Liu Yuan, Chen Wei-Hua, Hou Qiao-Juan, Wang Xi-Chang, Dong Ruo-Yan, Wu Hao
Guang Pu Xue Yu Guang Pu Fen Xi. 2014 Apr;34(4):937-41.
Near infrared spectroscopy (NIR) was used in this experiment to evaluate the freshness of ice-stored large yellow croaker (Pseudosciaena crocea) during different storage periods. And the TVB-N was used as an index to evaluate the freshness. Through comparing the correlation coefficent and standard deviations of calibration set and validation set of models established by singly and combined using of different pretreatment methods, different modeling methods and different wavelength region, the best TVB-N models of ice-stored large yellow croaker sold in the market were established to predict the freshness quickly. According to the research, the model shows that the best performance could be established by using the normalization by closure (Ncl) with 1st derivative (Dbl) and normalization to unit length (Nle) with 1st derivative as the pretreated method and partial least square (PLS) as the modeling method combined with choosing the wavelength region of 5 000-7 144, and 7 404-10 000 cm(-1). The calibration model gave the correlation coefficient of 0.992, with a standard error of calibration of 1.045 and the validation model gave the correlation coefficient of 0.999, with a standard error of prediction of 0.990. This experiment attempted to combine several pretreatment methods and choose the best wavelength region, which has got a good result. It could have a good prospective application of freshness detection and quality evaluation of large yellow croaker in the market.

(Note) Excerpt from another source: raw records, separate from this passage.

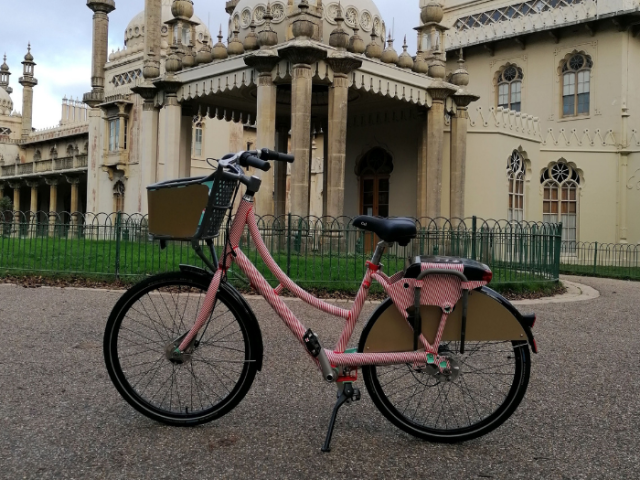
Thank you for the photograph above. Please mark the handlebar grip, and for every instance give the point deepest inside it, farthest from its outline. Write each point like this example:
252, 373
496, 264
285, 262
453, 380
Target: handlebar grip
277, 156
255, 162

本实验采用近红外光谱(NIR)技术评估冰藏大黄鱼(Pseudosciaena crocea)在不同贮藏期的新鲜度,并以挥发性盐基氮(TVB-N)作为评价新鲜度的指标。通过比较不同预处理方法、不同建模方法以及不同波长区域单独使用和组合使用所建立模型的校正集和验证集的相关系数及标准差,建立了市场上冰藏大黄鱼TVB-N的最佳模型,以快速预测其新鲜度。研究表明,以归一化闭包(Ncl)一阶导数(Dbl)和单位长度归一化(Nle)一阶导数为预处理方法,偏最小二乘法(PLS)为建模方法,并选择5000 - 7144和7404 - 10000 cm(-1)波长区域,可建立性能最佳的模型。校正模型的相关系数为0.992,校正标准误差为1.045;验证模型的相关系数为0.999,预测标准误差为0.990。本实验尝试将多种预处理方法相结合并选择最佳波长区域,取得了良好效果,在大黄鱼市场新鲜度检测和质量评价方面具有良好的应用前景。